Tuesday 23 September 2008

The period in between op and switch on...

I can't believe it's been almost a month since I wrote a new post. I've been going through an intense experience since then. I had a check up with Mr Gray on the 9th September and all was fine, I had an X-ray and got yet another sick note for work! I started back at work on the 16th September and it's been difficult managing with one hearing aid. It took a long time for me to be ready for work as I couldn't drive as this involved turning my head quickly and I couldn't do that without losing focus for a few seconds. Another thing that affected my speedy recovery was my tinnitus. If I overexerted myself or heard a loud sound this would trigger off a noise resembling a plane taking off in my ears or drums beating over and over again. I found it very difficult to be in Tesco in the first few weeks as I couldn't distinguish between all the different sounds - children talking/screaming, people talking, trolleys and general hubbub. Based on this, I knew that a classroom experience was going to be difficult and it was but I have slowly got used to not being able to localise sounds and tried to relax a bit. Apart from now battling a cold I'm feeling almost 100% and it's nearly 5 weeks since the operation. My scar is healing very well and my hair is about 8-10mm long and growing far quicker than I expected it to! I have taken photos but I'm not able to put them up on here, sorry.

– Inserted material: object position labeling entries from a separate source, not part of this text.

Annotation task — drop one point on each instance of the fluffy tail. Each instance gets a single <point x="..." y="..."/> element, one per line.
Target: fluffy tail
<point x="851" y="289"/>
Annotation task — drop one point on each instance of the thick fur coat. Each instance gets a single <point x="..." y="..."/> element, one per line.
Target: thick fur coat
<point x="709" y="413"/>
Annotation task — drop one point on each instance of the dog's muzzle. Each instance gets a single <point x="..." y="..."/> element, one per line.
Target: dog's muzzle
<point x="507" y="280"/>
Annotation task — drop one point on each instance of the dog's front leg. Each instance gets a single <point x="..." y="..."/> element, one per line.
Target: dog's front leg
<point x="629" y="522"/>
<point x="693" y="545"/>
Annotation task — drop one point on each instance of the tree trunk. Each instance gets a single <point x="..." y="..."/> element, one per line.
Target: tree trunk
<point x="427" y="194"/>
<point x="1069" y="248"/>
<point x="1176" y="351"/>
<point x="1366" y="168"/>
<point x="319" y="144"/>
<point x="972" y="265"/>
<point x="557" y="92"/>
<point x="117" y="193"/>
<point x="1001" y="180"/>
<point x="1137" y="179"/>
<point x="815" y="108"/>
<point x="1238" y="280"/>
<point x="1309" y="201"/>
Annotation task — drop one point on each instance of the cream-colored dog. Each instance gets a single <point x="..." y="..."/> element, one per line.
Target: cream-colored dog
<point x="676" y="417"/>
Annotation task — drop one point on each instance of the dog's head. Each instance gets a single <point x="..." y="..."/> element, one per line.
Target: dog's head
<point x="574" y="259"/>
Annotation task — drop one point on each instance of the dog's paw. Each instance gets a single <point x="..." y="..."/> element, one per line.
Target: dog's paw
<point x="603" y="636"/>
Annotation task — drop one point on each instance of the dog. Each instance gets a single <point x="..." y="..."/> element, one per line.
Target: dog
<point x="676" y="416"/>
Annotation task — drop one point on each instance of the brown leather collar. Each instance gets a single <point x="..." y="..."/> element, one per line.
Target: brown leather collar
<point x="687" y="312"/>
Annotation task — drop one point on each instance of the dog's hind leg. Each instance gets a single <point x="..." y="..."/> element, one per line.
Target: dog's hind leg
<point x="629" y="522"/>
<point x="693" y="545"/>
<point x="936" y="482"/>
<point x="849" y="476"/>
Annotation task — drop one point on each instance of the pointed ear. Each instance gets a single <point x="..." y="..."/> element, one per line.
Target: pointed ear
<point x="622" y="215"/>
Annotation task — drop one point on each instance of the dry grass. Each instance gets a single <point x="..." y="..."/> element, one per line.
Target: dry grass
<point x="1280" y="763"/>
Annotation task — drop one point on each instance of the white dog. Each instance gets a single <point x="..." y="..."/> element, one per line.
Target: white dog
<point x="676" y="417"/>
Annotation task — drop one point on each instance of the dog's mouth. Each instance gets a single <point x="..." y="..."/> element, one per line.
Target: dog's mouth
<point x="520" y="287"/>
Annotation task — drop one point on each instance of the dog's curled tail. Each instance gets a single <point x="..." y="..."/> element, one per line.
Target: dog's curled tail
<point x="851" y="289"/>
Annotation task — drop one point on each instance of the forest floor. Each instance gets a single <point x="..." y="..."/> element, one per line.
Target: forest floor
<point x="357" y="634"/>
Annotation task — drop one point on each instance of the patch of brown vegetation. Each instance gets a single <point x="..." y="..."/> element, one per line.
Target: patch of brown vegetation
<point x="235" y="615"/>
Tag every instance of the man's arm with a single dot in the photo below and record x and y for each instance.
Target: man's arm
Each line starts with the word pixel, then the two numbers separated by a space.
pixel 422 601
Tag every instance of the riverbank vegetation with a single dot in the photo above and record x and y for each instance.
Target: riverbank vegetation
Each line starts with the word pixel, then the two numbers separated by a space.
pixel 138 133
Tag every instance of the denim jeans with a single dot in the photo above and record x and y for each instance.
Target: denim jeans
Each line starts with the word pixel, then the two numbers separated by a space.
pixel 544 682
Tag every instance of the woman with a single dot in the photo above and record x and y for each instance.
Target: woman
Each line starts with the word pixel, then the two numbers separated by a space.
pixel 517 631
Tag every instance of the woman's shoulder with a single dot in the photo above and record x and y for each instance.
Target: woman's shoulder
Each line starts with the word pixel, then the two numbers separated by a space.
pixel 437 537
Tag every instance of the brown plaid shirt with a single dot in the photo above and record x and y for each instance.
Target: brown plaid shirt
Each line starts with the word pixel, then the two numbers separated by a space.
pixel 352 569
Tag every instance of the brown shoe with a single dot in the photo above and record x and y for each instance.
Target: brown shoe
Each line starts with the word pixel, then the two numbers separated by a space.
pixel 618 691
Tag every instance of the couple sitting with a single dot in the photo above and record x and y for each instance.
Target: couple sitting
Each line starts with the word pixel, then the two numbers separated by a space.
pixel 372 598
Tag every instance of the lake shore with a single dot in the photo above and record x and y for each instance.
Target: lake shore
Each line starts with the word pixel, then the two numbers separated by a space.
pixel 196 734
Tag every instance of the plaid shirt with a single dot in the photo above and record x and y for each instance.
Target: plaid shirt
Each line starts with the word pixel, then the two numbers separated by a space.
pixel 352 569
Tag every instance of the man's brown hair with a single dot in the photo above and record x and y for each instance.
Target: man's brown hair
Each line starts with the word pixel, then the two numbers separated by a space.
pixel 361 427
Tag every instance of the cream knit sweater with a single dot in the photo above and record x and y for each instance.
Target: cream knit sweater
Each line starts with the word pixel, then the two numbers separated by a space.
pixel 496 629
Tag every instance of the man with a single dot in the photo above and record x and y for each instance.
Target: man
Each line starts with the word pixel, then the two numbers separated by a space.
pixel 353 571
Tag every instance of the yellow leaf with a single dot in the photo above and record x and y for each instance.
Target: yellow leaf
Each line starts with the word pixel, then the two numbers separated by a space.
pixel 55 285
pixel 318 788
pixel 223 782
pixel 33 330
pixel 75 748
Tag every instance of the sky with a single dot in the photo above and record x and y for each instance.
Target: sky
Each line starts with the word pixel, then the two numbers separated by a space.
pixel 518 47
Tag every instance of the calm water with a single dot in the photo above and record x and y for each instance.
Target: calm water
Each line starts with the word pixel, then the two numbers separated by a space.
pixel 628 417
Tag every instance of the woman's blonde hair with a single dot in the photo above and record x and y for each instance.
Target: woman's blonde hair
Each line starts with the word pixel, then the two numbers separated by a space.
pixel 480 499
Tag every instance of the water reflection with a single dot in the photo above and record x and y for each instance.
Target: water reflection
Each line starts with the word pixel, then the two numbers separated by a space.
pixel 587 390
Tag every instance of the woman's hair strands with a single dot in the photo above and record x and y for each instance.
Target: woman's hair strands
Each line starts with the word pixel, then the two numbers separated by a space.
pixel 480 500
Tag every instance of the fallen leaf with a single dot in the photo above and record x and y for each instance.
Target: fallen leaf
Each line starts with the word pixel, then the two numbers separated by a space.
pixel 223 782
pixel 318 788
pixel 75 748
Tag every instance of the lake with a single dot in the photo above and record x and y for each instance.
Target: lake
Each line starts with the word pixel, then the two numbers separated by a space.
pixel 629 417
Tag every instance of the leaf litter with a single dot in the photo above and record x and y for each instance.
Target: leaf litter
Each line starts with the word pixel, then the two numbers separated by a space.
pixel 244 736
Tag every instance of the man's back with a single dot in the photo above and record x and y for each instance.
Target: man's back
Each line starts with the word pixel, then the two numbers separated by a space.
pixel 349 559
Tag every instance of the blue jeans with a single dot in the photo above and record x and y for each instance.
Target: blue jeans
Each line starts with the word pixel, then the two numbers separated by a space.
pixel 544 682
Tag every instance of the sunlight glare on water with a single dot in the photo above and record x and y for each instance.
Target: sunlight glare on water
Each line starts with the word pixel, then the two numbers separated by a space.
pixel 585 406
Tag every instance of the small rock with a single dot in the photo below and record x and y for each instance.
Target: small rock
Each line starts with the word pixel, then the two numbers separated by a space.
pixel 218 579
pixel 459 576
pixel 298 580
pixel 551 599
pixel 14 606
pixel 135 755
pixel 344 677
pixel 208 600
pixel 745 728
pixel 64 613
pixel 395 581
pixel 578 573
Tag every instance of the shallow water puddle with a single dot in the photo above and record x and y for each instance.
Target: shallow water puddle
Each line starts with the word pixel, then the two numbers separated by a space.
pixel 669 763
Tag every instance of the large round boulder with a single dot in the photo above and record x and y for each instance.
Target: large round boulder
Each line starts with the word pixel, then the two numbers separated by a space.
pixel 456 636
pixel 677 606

My switch on date is 29th September! I had hoped it would be sooner but I just have to be patient. I'm worried I've made the wrong decision but I've done it now so I'm commited - ooops, bit late to decide that! I'm only worried because I've no idea what I'm going to hear when they activate the implant. I hope that people's voices sound normal. That will be the hardest thing to cope with, I think, if people sound different. I'll be patient and I'm not expecting miracles or for it to sound like I expect it to sound like. I'm quietly optimistic about the long term future though, it's so exciting to think I might be able to hear without lip-reading, talk to people through closed doors and maybe even hear on the phone. :o) We'll see.. It's going to be so weird having a magnet on my head (I can feel where it is) and I'm not sure I'm going to be happy with the fact I've chosen a rainbow coloured cap! But as Anthony said, I should be proud of it, not want to hide it... Haha! Watch this space!